Vozes no céu de Dublin
Para Adelaide e Vamberto Freitas
Havia uma mulher sentada junto ao murete de pedra, nessa meia tarde de um Outono precoce em que visitámos as ruínas da Abadia de Howth.
O guia turístico adquirido na recepção do hotel informava que Howth “has long been a favoured dwelling place for writers”, mas, referida a Dublin, qualquer indicação sobre a presença literária na cidade será sempre redundante. Assim, a manhã esgotara-se entre a visita ao Dublin Writers’ Museum e a demorada passagem pela Martello Tower, aliás, James Joyce Tower, cujos recantos e escadarias pareciam ressumar ainda a inquietação difusa perante a ameaça de uma eventual invasão napoleónica .
A voz de Buck Mulligan, que nos havia transportado até aos alvores do século XIX num andamento pausado e a rondar a monotonia, adquiriu uma súbita vivacidade ao descrever o memorial joyceano. E ganhou uma inesperada gama de modulações e registos quando se pôs a evocar os acontecimentos dessa luminosa manhã de Junho de mil novecentos e quatro em que Leopold Bloom saiu de casa para comprar rins de carneiro e, ao entrar no talho, pediu tomates, num particular momento de perturbação espacial e linguística cujo eco o escritor Arménio Vieira faria chegar às ilhas de Cabo Verde.

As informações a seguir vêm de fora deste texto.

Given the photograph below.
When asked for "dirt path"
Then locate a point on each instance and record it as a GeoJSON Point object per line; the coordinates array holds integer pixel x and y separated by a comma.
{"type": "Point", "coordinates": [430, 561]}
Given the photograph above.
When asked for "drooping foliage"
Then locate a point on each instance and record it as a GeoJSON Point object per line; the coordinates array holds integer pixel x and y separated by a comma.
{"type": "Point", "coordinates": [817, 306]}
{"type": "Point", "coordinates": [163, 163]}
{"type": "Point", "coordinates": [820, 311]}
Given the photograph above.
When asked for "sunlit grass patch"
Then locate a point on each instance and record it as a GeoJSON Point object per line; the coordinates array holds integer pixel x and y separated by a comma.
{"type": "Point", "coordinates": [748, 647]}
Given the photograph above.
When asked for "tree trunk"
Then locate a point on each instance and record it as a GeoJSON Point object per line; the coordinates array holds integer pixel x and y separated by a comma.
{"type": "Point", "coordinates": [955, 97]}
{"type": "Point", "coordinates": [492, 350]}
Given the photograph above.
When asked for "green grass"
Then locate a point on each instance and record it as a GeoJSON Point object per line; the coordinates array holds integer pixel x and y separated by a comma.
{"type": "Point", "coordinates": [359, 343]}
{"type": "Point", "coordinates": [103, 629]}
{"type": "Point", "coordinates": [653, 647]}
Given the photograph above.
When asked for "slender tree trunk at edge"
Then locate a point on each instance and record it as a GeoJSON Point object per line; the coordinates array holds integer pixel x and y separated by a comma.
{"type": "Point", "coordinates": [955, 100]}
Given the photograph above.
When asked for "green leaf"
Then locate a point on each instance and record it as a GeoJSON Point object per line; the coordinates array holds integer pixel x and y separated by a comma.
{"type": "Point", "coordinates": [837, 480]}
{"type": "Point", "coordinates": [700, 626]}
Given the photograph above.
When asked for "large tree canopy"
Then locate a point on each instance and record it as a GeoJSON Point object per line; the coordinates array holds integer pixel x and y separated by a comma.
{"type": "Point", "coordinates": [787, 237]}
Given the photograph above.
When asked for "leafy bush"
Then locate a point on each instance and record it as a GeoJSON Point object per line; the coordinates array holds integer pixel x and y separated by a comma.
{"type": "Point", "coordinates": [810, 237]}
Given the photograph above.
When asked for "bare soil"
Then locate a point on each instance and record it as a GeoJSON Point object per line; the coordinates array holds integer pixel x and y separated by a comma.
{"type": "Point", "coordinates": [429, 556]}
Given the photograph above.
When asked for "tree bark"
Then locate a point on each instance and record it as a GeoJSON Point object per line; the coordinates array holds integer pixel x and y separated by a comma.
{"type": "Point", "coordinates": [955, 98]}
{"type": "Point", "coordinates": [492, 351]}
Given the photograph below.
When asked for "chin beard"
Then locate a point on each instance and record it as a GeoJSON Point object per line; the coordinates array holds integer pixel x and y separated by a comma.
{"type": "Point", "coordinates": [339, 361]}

Em Howth não houve qualquer Buck Mulligan a falar-nos do remoto prestígio da Abadia e do fascínio que exerceu sobre os intelectuais da Europa medieval. Vagueámos pelo seu interior, tentando apenas surpreender ainda um possível rumor de passos e as vozes dos homens que ali, um dia, construíram o seu mundo por entre o recolhimento e a contemplação da Ireland’s Eye, separada de terra por um curto braço de mar e, mesmo assim, ilha longínqua, entregue ao seu destino de solidão e abandono. E tudo isso se harmonizava, enfim, com a melodia que a mulher sentada junto ao murete se pusera, entretanto, a entoar.

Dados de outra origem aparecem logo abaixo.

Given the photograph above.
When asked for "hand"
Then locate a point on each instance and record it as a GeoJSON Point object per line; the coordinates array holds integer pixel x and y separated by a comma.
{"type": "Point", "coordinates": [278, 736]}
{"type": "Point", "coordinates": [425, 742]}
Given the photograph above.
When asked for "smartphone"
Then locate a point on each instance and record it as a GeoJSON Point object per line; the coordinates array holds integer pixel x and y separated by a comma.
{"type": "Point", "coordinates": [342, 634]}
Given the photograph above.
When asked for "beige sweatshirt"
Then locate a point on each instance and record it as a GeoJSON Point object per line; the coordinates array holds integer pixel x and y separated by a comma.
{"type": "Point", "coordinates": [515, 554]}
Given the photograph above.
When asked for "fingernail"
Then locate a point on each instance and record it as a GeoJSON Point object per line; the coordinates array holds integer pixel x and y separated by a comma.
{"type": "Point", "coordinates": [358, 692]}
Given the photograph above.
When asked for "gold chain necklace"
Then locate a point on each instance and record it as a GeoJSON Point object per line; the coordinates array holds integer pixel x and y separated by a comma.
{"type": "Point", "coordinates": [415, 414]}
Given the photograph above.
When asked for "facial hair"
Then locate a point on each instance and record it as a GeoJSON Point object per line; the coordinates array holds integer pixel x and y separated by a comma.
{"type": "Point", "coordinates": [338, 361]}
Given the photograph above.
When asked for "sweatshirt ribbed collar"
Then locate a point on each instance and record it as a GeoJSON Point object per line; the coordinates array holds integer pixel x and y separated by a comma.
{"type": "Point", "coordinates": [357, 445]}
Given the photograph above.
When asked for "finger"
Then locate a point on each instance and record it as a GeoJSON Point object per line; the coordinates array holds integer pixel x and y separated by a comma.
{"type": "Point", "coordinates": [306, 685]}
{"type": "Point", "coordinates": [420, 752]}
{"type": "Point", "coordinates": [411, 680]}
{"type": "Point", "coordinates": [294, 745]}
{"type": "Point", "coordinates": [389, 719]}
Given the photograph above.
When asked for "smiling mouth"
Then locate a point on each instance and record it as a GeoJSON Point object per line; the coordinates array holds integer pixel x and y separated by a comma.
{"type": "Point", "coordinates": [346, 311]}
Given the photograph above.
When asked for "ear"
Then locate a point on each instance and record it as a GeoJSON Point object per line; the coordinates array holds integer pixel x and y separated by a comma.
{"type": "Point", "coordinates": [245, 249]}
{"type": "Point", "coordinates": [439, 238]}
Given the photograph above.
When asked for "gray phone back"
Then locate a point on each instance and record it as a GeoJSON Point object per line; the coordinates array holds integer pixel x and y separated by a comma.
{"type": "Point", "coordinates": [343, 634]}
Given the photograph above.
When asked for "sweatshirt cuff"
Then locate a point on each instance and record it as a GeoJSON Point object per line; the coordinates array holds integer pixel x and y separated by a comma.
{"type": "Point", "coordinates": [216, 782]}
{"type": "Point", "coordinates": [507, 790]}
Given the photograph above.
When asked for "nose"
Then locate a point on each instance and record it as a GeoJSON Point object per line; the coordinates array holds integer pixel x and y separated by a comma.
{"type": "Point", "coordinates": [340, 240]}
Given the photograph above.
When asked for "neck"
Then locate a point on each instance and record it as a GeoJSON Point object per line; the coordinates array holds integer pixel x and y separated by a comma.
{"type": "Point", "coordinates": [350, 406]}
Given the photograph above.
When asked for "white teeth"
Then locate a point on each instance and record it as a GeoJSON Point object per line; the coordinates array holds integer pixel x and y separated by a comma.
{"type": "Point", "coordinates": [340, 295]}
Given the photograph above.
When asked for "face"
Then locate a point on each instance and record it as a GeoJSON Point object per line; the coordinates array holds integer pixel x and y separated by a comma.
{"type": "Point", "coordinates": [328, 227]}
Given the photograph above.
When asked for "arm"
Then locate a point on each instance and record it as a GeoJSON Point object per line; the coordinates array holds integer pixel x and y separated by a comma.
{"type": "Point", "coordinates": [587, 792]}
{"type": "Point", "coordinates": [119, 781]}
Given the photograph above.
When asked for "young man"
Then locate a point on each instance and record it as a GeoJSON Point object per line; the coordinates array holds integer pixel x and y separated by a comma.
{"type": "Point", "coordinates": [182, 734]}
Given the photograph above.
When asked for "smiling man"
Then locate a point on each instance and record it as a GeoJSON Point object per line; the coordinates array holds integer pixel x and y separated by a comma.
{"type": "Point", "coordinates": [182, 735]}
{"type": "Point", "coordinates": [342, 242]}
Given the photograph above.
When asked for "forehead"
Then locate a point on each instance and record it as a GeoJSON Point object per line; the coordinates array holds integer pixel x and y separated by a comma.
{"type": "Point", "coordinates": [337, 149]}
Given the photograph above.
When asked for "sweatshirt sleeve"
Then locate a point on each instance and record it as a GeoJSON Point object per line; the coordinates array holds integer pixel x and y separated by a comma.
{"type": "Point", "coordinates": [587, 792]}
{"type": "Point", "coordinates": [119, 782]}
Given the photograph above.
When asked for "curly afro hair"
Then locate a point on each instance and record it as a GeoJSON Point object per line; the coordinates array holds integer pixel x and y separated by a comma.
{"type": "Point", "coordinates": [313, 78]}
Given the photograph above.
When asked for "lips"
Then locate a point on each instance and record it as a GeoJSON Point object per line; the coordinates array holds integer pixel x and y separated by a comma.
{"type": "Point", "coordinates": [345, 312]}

Nessa noite, Briege Murphy cantava no Howth’s Abbey Center. Mas só quando começou a interpretar “The sea” me apercebi de que ela era, afinal, a mesma mulher que nós surpreendêramos junto às ruínas da Abadia. A sua voz desenhava um fio melódico que se erguia no ar em movimentos oscilantes, acentuados pelo dedilhado sóbrio do violão, e nessa ondulação devo ter pressentido os ritmos marítimos de Saint-John Perse, o fluxo e refluxo das suas marés verbais, dos seus versos desmaiando sobre o corpo de uma ilha da memória. Talvez tenha mesmo tentado perseguir no rasto dessa voz o remoto apelo do mar que secretamente ecoa na poesia de Emanuel Félix. O mesmo mar que traçou para sempre o destino de Enrico Mreule, levando-o a trocar o fechado Mediterrâneo pelo Atlântico infindo, sem saber que este era, afinal, esse outro mar de Claudio Magris e onde tudo acontece.
Lentamente, porém, a canção ganhava corpo nas palavras de uma dorida história de amor em que uma mulher a pouco e pouco se perdia de si mesma nas repetidas ausências do seu homem no imenso Atlântico selvagem: he takes a piece of me with him, each time he leaves the shore. Depois, uma fina amargura invadia os versos e a melodia até desembocar num desabafo derradeiro em que tudo era já sem remédio nem consolação: he won’t stay home for me, cause my love he has a mistress, she’s the sea. De súbito, naquela história de enamoramento e ciúme chegavam-me os ecos da belíssima abertura do romance Saudade, de Katherine Vaz, e nela vibrava a voz de Conceição Cruz, como se José Francisco tivesse decidido perder-se em definitivo da terra. E dei comigo a pensar como será bom saber que, de cada vez que sucumbirmos ao íntimo chamamento do mar, uma voz de mulher há-de erguer-se para chorar-nos o destino e a perdição.
Assim, longe dos Açores e da Califórnia, ouvindo Briege Murphy no Howth’s Abbey Center, eu era ao mesmo tempo leitor e personagem do romance de Katherine Vaz.